The work was first published in 1995 by the Sveriges Körförbunds Förlag, Stockholm. It is available as a single copy or in the collection Cantemus 3. It is published for the U.S. by Walton Music as "Lo, How a Rose E'er Blooming / Es ist ein Ros entsprungen".

It is written in F major in common time with a tempo indication of ♩=56, which is especially slow since Sandström has changed the note grades so that this is equivalent to ♩=28 in Praetorius's notation and he uses mainly the longest notes. The voices of choir II enter one after the other within four measures, from the lowest to the highest, starting ppp and gradually increasing to piano. All voices but bass II, which stays on its first note F, move upwards from their first note to a second on which they stay, building up a chord into which choir I enters in measure 5, also ppp to piano and back again on the words "Es ist ein Ros entsprungen". The chords in choir II change subtly by voices moving or pausing, carefully supporting the harmonies of Praetorius. Choir II is singing alone for more than a measure before choir I continues "aus einer Wurzel zart".

==Selected performances and recordings==
The composition is a highlight of Christmas programs by ambitious choirs and vocal ensembles. In 2007 it was included in a broadcast from Kings College Chapel on Christmas Eve, with the Choir of King's College, conducted by Stephen Cleobury. Chanticleer performed it in 2007 and then commissioned the composer to write a piece for them for the Christmas season of 2010, which resulted in The Word Became Flesh. In 2010 it was broadcast twice by the BBC in a Choral Evensong from Winchester College. New England Conservatory's Chamber Singers and Concert Choir included the composition in their 2011 Lessons and Carols program. It is on the 2011 Christmas program of the NDR Chor in St. Nikolai.

In 2002, the chamber choir Dresdner Kammerchor, conducted by Hans-Christoph Rademann, included it on their CD Weihnachten, and it was described in a review as an "absolutely otherworldly setting ... Praetorius meets Ligeti". Performed by the Dale Warland Singers, the composition is part of a 2005 CD Noel – A Music Feast, a charitable project which also features "Carol of the Bells" and "Hallelujah" from Messiah, sung by the Westminster Choir. In 2009, a CD titled Es ist ein Ros' entsprungen – Christmas Music for Choir and Organ combined several settings of the tune, the original by Praetorius, an organ prelude by Johannes Brahms (Op. 122 No. 8), variations on it by Hugo Distler from Die Weihnachtsgeschichte (The Christmas Story, 1933) and Sandström's setting, together with related Christmas music, performed by Vox Bona, the chamber choir of the Kreuzkirche, Bonn, conducted by Karin Freist-Wissing. Reviewer Dan Morgan commented on Sandström's work: "From its dark, monastic beginning rising to a radiant, multi-layered crescendo, this is the disc's crowning glory. ... It's an extraordinary fusion of old and new, a minor masterpiece that deserves the widest possible audience." Stefan Schmöe compared the "schwebende Klangflächen" (floating soundscapes) of the added second chorus to an acoustic halo. John Miller describes Sandström's addition as a "timeless, atmospheric, dream-like sound-scape of poignantly dissonant polyphonic strands".
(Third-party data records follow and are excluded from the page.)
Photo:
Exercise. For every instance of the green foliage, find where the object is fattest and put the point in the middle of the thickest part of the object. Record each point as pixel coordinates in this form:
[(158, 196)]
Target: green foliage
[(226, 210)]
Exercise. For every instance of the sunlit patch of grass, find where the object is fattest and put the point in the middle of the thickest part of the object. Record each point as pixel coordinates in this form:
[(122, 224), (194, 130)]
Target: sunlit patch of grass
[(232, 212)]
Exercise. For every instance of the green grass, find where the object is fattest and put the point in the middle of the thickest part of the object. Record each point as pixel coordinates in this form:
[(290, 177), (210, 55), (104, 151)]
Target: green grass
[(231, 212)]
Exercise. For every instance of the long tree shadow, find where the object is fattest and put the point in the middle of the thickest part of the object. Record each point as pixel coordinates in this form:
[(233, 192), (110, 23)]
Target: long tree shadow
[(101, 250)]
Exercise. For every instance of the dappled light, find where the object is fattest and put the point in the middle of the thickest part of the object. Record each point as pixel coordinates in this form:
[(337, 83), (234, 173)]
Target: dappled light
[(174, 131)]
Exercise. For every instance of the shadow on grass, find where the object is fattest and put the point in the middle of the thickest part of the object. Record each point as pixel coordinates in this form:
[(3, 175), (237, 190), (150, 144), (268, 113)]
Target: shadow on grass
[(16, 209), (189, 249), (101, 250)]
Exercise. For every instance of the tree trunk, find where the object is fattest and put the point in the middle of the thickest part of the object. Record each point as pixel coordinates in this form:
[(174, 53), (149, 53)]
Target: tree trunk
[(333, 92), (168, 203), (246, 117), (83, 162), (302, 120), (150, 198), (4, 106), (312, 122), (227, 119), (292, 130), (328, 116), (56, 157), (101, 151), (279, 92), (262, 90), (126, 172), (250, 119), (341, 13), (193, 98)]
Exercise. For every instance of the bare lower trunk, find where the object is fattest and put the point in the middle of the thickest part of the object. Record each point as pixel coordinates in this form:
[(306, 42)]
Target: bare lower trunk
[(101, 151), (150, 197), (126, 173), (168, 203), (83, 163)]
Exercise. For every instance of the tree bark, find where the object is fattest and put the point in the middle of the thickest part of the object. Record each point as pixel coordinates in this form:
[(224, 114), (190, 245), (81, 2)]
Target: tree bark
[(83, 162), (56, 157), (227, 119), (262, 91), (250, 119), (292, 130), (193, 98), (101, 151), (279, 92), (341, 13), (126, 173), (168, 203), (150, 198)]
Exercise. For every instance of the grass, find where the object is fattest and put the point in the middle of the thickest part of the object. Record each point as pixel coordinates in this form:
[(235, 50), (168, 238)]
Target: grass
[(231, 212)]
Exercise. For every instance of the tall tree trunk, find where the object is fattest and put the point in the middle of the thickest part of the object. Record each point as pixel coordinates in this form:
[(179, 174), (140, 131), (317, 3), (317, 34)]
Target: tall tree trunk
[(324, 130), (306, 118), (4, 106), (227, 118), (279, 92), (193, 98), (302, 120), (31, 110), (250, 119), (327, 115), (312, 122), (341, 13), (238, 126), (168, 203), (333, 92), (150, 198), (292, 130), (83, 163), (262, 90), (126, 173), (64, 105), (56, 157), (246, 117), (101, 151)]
In 2011, Es ist ein Ros entsprungen was recorded by the TOWER Voices New Zealand for their CD A Voices Christmas. The Crypt Choir of The King's School, Canterbury included it on the program A Spotless Rose, recommended by the Royal School of Church Music. The Society of Swedish Composers selected it for its "Composer's Radio 2011" titled "Inspirations".